Gewiss ist: Aus NonaD erwachsen, bildet das organische Etwas nur eine Facette des Farnsworth’schen Kosmos. Denn die Hohenstädterin bemalt Särge, schafft Skulpturen aus unterschiedlichsten Materialien, legt Mosaike und schnitzt. Am liebsten großformatige Eisfiguren. „Die würd‘ ich gern das ganze Jahr über machen – geht natürlich nicht.“

Projektkulturhof

Das ganze Jahr geschuftet haben Vanessa Cognard und Nadine Elda Rosani für eine neue Heimat, ein künstlerisches Zuhause. Zwei Frauen, ein Traum: In Aberzhausen entstand unter der Regie von Holzbildhauerin Rosani und Grafikerin Cognard ein „Projektkulturhof“, der ab Herbst wechselnde Ausstellungen, Symposien oder sonstige Kulturevents beherbergen soll.

In Hilpoltstein zeigen die beiden Damen schon mal eine Kostprobe ihres Könnens. Während Vanessa Cognard Kinder die Kunst des Comiczeichnens lehrt, hebt Nadine Elda Rosani ab: Einen Zedernholz-Marabu lässt sie mittels Kettensäge, Hammer und Meißel imposante Gestalt annehmen, „ganz pragmatisch, aus dem Bauch heraus“.

Die fränkische Gedok-Chefin Hederer und Symposium-Mitorganisatorin Cognard können also rundum zufrieden sein: Sich innerhalb der Künstlerinnenvereinigung besser kennen zu lernen, aktiver zu werden und Gewohntes ein wenig aufzufrischen – das sei erreicht worden. „Es war ein guter Lernprozess auf vielen Ebenen“, meint Gerda Karina Hederer. Und die Besucherresonanz dabei: „Sehr, sehr positiv“, unterstreicht Vanessa Cognard.

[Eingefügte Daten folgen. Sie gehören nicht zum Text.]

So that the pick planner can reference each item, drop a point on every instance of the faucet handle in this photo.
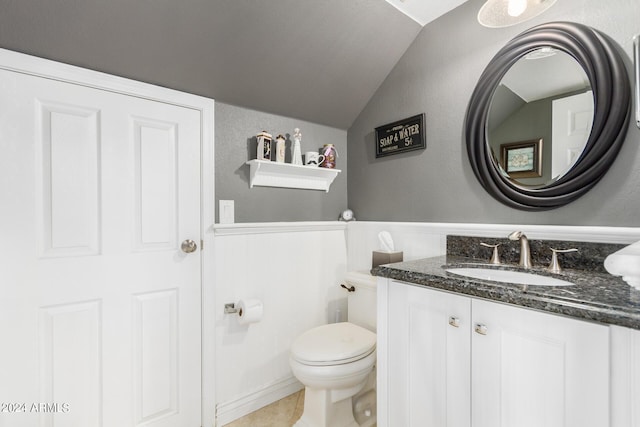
(495, 258)
(554, 267)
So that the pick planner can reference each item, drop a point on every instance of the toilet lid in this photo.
(334, 343)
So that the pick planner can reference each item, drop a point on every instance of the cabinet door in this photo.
(531, 369)
(428, 366)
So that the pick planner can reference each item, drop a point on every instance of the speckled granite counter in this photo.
(596, 296)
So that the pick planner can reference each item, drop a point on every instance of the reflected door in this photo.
(572, 120)
(100, 308)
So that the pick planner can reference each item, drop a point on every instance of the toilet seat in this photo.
(333, 344)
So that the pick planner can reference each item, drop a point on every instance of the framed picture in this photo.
(401, 136)
(522, 159)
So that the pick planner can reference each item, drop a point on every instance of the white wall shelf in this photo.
(265, 173)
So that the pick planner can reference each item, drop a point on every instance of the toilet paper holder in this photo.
(230, 308)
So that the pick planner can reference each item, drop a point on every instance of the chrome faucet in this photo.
(525, 251)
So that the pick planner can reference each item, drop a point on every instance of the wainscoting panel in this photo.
(295, 269)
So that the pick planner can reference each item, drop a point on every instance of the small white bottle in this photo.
(296, 157)
(264, 146)
(280, 149)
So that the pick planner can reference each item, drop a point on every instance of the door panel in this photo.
(100, 306)
(532, 369)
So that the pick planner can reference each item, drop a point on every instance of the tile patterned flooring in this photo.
(283, 413)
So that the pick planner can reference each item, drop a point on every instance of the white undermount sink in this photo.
(507, 276)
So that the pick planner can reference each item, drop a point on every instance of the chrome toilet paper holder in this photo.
(230, 308)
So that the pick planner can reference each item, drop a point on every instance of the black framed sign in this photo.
(401, 136)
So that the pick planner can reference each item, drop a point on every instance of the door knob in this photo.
(481, 329)
(188, 246)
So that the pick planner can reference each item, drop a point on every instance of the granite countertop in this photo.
(596, 296)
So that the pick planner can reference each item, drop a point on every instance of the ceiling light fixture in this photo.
(504, 13)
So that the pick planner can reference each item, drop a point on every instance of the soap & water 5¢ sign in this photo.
(401, 136)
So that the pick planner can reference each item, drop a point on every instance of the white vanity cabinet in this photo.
(446, 360)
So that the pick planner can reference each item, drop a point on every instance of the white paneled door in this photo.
(100, 314)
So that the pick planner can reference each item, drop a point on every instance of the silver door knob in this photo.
(454, 321)
(188, 246)
(481, 329)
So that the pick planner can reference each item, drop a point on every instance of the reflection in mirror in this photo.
(540, 117)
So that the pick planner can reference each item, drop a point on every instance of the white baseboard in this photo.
(227, 412)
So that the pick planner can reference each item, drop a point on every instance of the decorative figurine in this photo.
(296, 158)
(264, 145)
(280, 149)
(329, 152)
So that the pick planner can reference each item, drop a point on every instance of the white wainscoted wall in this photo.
(295, 269)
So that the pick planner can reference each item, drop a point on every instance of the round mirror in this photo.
(548, 116)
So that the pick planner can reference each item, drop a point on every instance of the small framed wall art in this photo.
(522, 159)
(401, 136)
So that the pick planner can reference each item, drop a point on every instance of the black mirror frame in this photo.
(612, 105)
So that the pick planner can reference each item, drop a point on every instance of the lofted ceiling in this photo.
(317, 60)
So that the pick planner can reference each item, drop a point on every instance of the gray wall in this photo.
(235, 131)
(436, 76)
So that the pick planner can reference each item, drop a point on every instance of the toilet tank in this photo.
(362, 303)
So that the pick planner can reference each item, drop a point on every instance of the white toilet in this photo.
(335, 362)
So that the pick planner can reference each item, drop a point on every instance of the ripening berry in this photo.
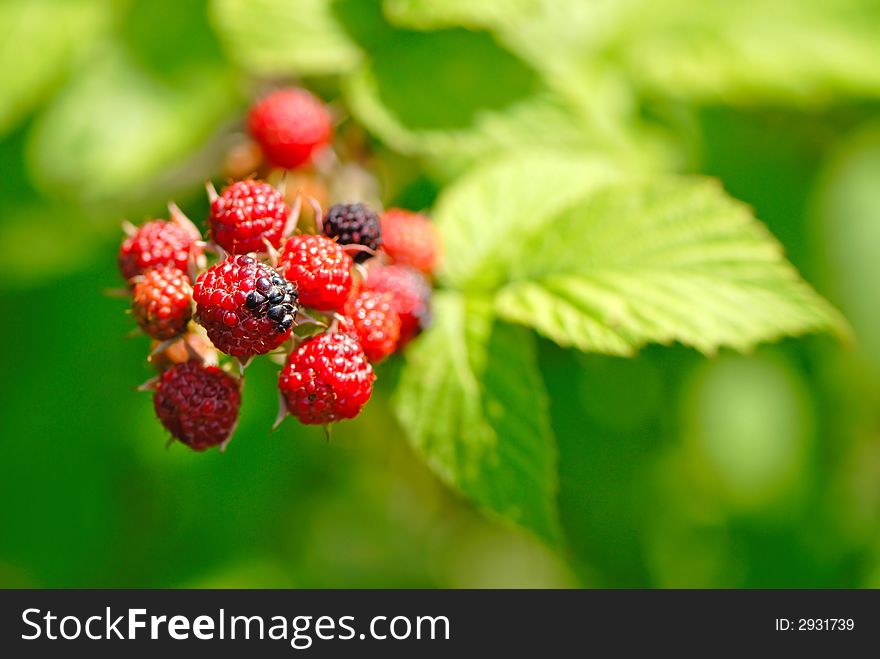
(245, 213)
(245, 306)
(326, 379)
(290, 125)
(411, 291)
(162, 302)
(320, 269)
(158, 242)
(353, 224)
(410, 239)
(197, 404)
(376, 323)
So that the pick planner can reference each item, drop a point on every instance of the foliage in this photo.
(567, 151)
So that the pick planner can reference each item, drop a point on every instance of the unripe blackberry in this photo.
(376, 323)
(245, 213)
(326, 379)
(321, 270)
(155, 243)
(162, 302)
(412, 295)
(290, 125)
(197, 404)
(245, 306)
(410, 239)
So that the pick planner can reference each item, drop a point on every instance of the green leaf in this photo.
(426, 93)
(784, 51)
(662, 261)
(801, 52)
(275, 37)
(118, 125)
(40, 40)
(487, 217)
(473, 405)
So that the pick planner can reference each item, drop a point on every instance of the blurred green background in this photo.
(676, 470)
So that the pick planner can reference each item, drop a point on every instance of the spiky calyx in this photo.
(162, 302)
(321, 270)
(326, 379)
(245, 213)
(245, 305)
(197, 404)
(155, 243)
(353, 224)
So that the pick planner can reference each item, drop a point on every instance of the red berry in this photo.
(376, 322)
(162, 302)
(157, 242)
(326, 379)
(245, 213)
(321, 270)
(412, 295)
(197, 404)
(410, 239)
(246, 307)
(290, 125)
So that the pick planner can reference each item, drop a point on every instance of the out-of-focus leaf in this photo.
(607, 268)
(43, 242)
(473, 405)
(41, 39)
(455, 95)
(848, 220)
(116, 126)
(748, 426)
(670, 260)
(788, 51)
(798, 51)
(488, 216)
(279, 38)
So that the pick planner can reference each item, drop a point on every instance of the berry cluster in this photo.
(327, 303)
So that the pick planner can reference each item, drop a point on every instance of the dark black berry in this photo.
(274, 297)
(254, 300)
(353, 224)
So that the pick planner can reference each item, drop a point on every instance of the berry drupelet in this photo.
(353, 224)
(157, 242)
(197, 404)
(321, 270)
(290, 125)
(326, 379)
(245, 305)
(245, 213)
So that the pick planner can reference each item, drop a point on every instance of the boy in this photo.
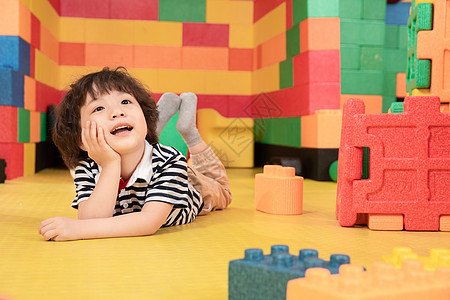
(127, 184)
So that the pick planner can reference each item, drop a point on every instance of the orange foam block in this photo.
(381, 282)
(320, 34)
(321, 130)
(435, 45)
(278, 191)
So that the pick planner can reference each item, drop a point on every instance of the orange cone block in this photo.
(278, 191)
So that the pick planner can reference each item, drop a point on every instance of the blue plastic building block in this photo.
(259, 276)
(14, 54)
(12, 88)
(397, 13)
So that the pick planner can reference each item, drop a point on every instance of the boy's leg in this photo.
(167, 106)
(207, 173)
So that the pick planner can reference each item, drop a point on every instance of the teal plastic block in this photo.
(278, 131)
(361, 82)
(170, 136)
(351, 9)
(293, 41)
(387, 102)
(391, 38)
(372, 58)
(182, 11)
(418, 74)
(24, 126)
(303, 9)
(350, 57)
(259, 276)
(374, 9)
(395, 60)
(286, 74)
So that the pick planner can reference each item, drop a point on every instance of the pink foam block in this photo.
(409, 163)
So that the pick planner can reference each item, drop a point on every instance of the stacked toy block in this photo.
(428, 48)
(438, 258)
(381, 282)
(26, 46)
(409, 167)
(278, 191)
(259, 276)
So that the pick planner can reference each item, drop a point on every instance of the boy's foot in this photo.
(167, 106)
(186, 124)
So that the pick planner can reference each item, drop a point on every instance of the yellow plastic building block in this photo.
(321, 130)
(438, 258)
(230, 138)
(381, 282)
(278, 191)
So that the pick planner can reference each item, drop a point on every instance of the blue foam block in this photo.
(259, 276)
(397, 13)
(11, 87)
(14, 54)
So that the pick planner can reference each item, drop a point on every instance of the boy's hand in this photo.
(60, 229)
(95, 144)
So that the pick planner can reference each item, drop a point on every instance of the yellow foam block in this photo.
(29, 157)
(35, 126)
(241, 36)
(228, 83)
(105, 31)
(72, 30)
(439, 257)
(230, 138)
(373, 103)
(49, 44)
(48, 17)
(278, 191)
(29, 93)
(266, 79)
(229, 12)
(272, 24)
(157, 33)
(321, 130)
(47, 70)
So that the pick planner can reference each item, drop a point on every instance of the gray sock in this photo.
(186, 124)
(167, 106)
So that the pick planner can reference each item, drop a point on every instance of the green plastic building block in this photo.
(24, 126)
(286, 74)
(374, 9)
(418, 74)
(182, 11)
(303, 9)
(293, 41)
(278, 131)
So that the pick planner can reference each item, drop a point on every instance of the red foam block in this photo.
(409, 163)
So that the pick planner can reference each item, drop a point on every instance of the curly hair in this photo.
(67, 130)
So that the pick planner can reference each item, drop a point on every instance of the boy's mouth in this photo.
(121, 129)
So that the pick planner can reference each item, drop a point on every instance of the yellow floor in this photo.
(187, 262)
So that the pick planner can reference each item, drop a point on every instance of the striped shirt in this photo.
(160, 176)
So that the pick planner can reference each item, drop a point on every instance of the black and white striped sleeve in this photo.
(84, 183)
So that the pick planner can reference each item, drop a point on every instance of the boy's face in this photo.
(120, 116)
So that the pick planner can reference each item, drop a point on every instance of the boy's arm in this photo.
(145, 222)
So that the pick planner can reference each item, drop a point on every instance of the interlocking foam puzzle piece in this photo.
(322, 129)
(418, 74)
(230, 138)
(320, 34)
(278, 191)
(438, 257)
(381, 282)
(435, 45)
(409, 164)
(259, 276)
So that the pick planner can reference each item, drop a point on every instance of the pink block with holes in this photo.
(409, 164)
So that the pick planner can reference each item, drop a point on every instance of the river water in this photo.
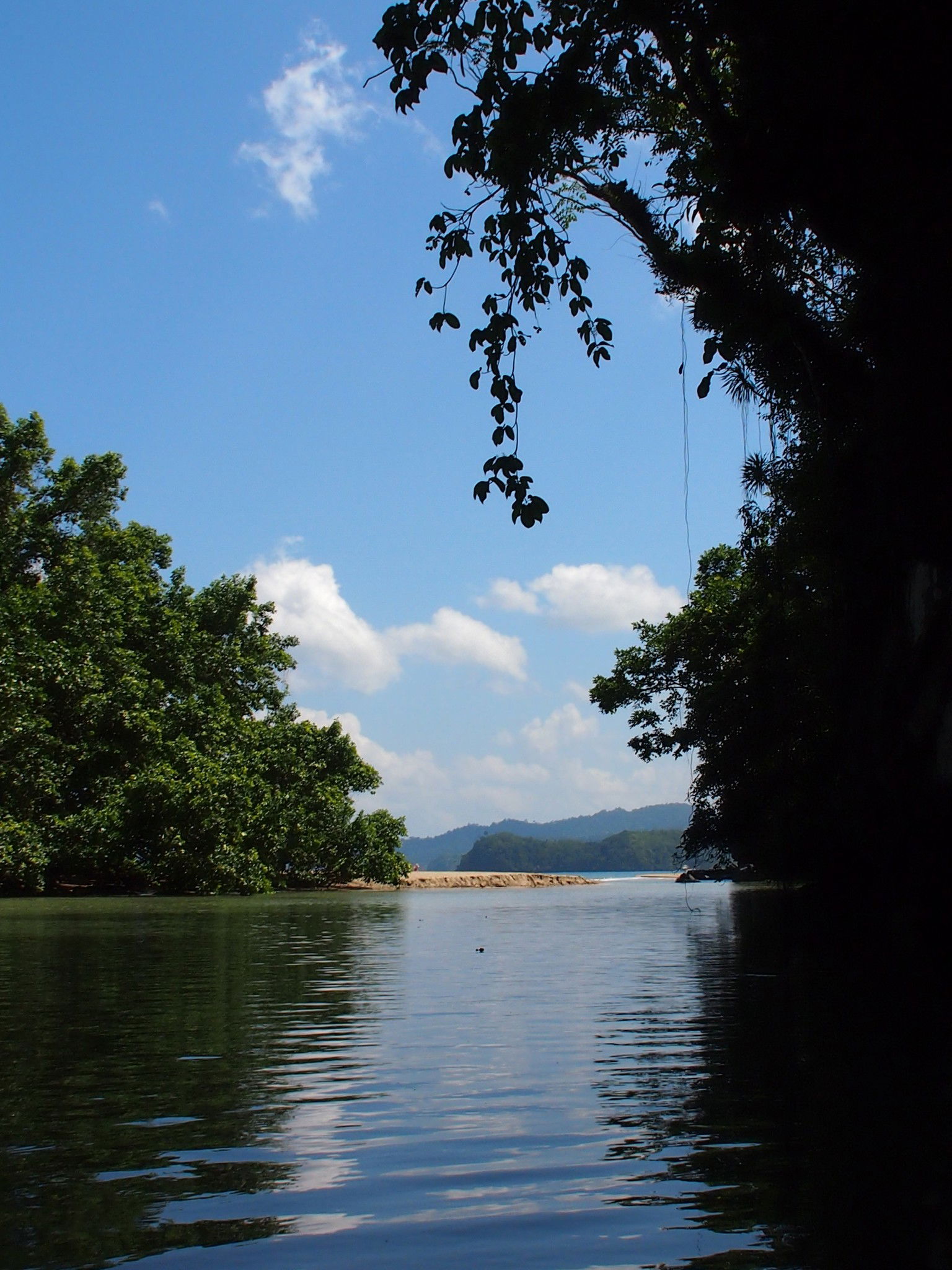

Alles in allem, umreißt Hederer metaphorisch, hätten das Symposium und seine unterschiedlichen Akteure einen „vielseitig geschliffenen Kristall“ zutage gefördert. Einen, der am Ende auch noch atmosphärisch beleuchtet wurde – durch den „Nachtbrand“ der Eckersmühlener Keramikerin Roswitha Madlon Hölle, die dazu eigens einen Steinofen im Hof der Residenz aufgebaut hatte, um darin ihre charakterfesten Keramikobjekte dem Gestaltungswillen des Feuers zu übereignen.

Die Jahresausstellung der Gedok Franken „Reibungsfelder I“ ist noch bis 28. Juni in der Hilpoltsteiner Residenz zu sehen.